Type: GitHub Repository Original link: https://github.com/bytedance/Dolphin?tab=readme-ov-file Publication date: 2025-09-04
Summary #
WHAT - Dolphin is a multimodal document image parsing model that follows an analysis and then parsing paradigm. This repository contains the demo code and pre-trained models for Dolphin.
WHY - It is relevant for AI business because it addresses the challenges of parsing complex document images, improving efficiency and accuracy in handling documents with interconnected elements such as texts, figures, formulas, and tables.
WHO - The main actors are ByteDance, the company that developed Dolphin, and the AI research community that contributed to the project.
WHERE - Dolphin positions itself in the market of document image parsing solutions, integrating into the AI ecosystem as an advanced tool for document analysis.
WHEN - Dolphin is a relatively new project, with continuous releases and updates starting from 2025. The temporal trend indicates a rapid evolution and improvement of its capabilities.
BUSINESS IMPACT:
- Opportunities: Dolphin can be integrated into the existing stack to improve the processing of complex documents, offering more efficient and accurate solutions.
- Risks: Competition could develop similar solutions, reducing the competitive advantage.
- Integration: Dolphin can be easily integrated with existing document management systems, leveraging its advanced parsing capabilities.
TECHNICAL SUMMARY:
- Core technology stack: Python, TensorRT-LLM, vLLM, Hugging Face, YAML configurations.

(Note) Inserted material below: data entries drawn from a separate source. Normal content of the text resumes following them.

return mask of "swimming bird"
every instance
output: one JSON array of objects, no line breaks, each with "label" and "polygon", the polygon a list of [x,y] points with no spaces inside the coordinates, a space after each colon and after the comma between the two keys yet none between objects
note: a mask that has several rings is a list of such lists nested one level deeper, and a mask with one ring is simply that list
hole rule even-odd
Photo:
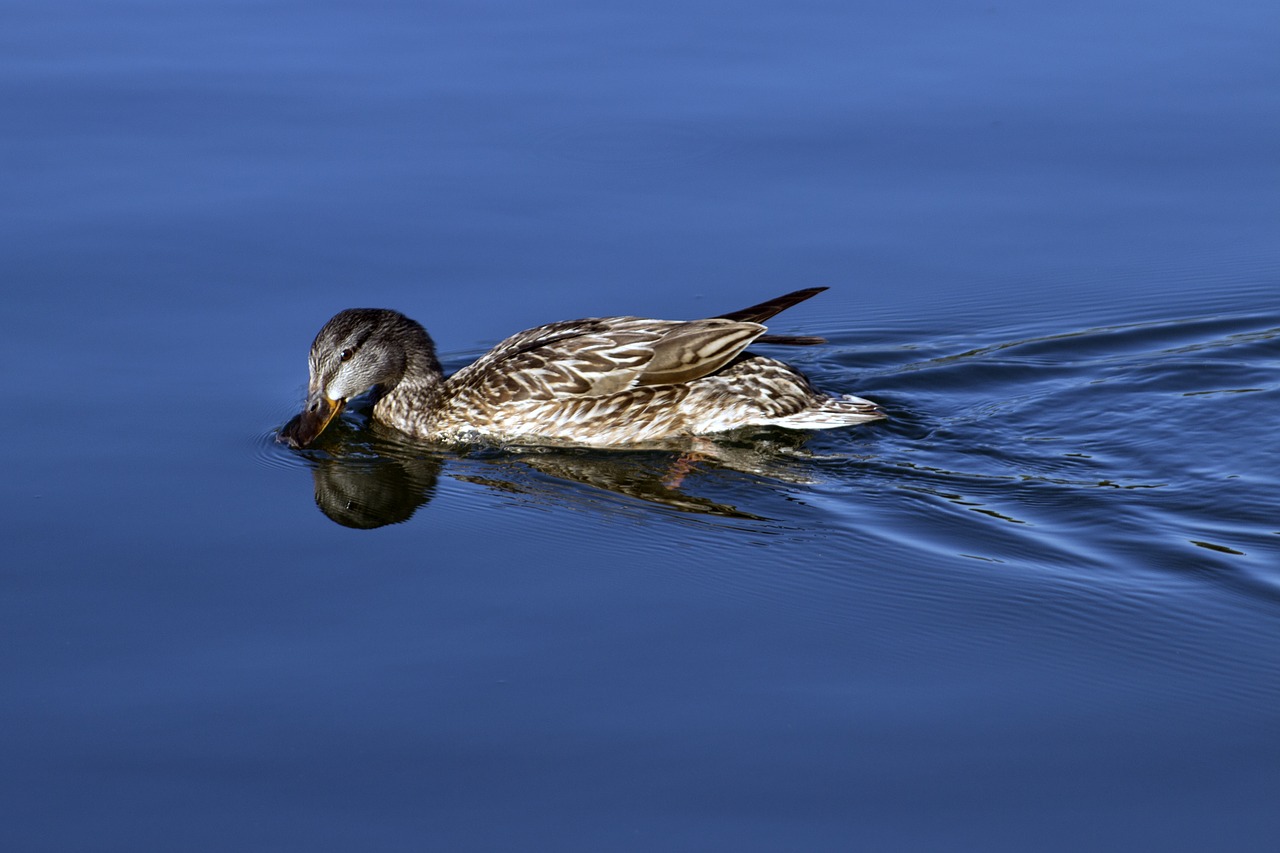
[{"label": "swimming bird", "polygon": [[351,308],[311,344],[302,413],[280,431],[306,447],[353,397],[414,438],[626,447],[745,426],[826,429],[874,421],[869,400],[818,391],[751,344],[825,343],[766,334],[765,320],[816,296],[797,290],[705,320],[597,317],[507,338],[445,377],[423,327],[397,311]]}]

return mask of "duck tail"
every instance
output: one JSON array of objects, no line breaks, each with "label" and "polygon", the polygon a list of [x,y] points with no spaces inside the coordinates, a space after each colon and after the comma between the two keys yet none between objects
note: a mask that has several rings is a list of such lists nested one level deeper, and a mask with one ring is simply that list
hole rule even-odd
[{"label": "duck tail", "polygon": [[826,338],[817,335],[761,335],[752,341],[754,344],[777,344],[784,347],[812,347],[826,342]]},{"label": "duck tail", "polygon": [[752,305],[750,308],[743,308],[740,311],[730,311],[728,314],[721,314],[716,320],[736,320],[740,323],[763,323],[775,314],[781,314],[792,305],[804,302],[806,299],[817,296],[825,287],[806,287],[804,290],[793,290],[783,296],[778,296],[767,302],[761,302],[759,305]]}]

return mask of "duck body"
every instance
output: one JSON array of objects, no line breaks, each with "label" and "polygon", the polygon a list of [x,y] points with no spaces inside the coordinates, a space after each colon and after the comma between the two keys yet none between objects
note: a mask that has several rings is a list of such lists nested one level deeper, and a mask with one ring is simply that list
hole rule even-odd
[{"label": "duck body", "polygon": [[745,426],[823,429],[883,418],[858,397],[815,389],[752,343],[762,321],[826,288],[704,320],[600,317],[529,329],[445,378],[422,326],[395,311],[335,315],[311,347],[306,409],[282,431],[310,444],[353,396],[374,389],[375,420],[415,438],[624,447]]}]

- Scalability and architectural limits: Dolphin is designed to be lightweight and scalable, supporting multi-page document processing and accelerated inference.
- Key technical differentiators: Use of heterogeneous anchor prompting and parallel parsing, which improve the efficiency and accuracy of parsing complex documents.
Use Cases #
- Private AI Stack: Integration into proprietary pipelines
- Client Solutions: Implementation for client projects
- Development Acceleration: Reduction of project time-to-market
- Strategic Intelligence: Input for technological roadmap
- Competitive Analysis: Monitoring AI ecosystem
Resources #
Original Links #
Article recommended and selected by the Human Technology eXcellence team, processed through artificial intelligence (in this case with LLM HTX-EU-Mistral3.1Small) on 2025-09-04 19:28 Original source: https://github.com/bytedance/Dolphin?tab=readme-ov-file
The HTX Take #
This topic is at the heart of what we build at HTX. The technology discussed here — whether it’s about AI agents, language models, or document processing — represents exactly the kind of capability that European businesses need, but deployed on their own terms.
The challenge isn’t whether this technology works. It does. The challenge is deploying it without sending your company data to US servers, without violating GDPR, and without creating vendor dependencies you can’t escape.
That’s why we built ORCA — a private enterprise chatbot that brings these capabilities to your infrastructure. Same power as ChatGPT, but your data never leaves your perimeter. No per-user pricing, no data leakage, no compliance headaches.
Want to see how ready your company is for AI? Take our free AI Readiness Assessment — 5 minutes, personalized report, actionable roadmap.
Related Articles #
- dokieli - Open Source
- dots.ocr: Multilingual Document Layout Parsing in a Single Vision-Language Model - Foundation Model, LLM, Python
- PaddleOCR-VL: Boosting Multilingual Document Parsing via a 0.9B Ultra-Compact Vision-Language Model - Computer Vision, Foundation Model, LLM
FAQ
Can open-source AI tools be used safely in enterprise?
Absolutely. Open-source models like LLaMA, Mistral, and DeepSeek are production-ready and used by major enterprises. The key is proper deployment: running them on your own infrastructure ensures data privacy and GDPR compliance. HTX's PRISMA stack is built to deploy open-source models for European businesses.
What's the advantage of open-source AI over proprietary solutions?
Open-source AI offers three key advantages: no vendor lock-in, full transparency into how the model works, and the ability to run entirely on your infrastructure. This means lower long-term costs, better privacy, and complete control over your AI stack.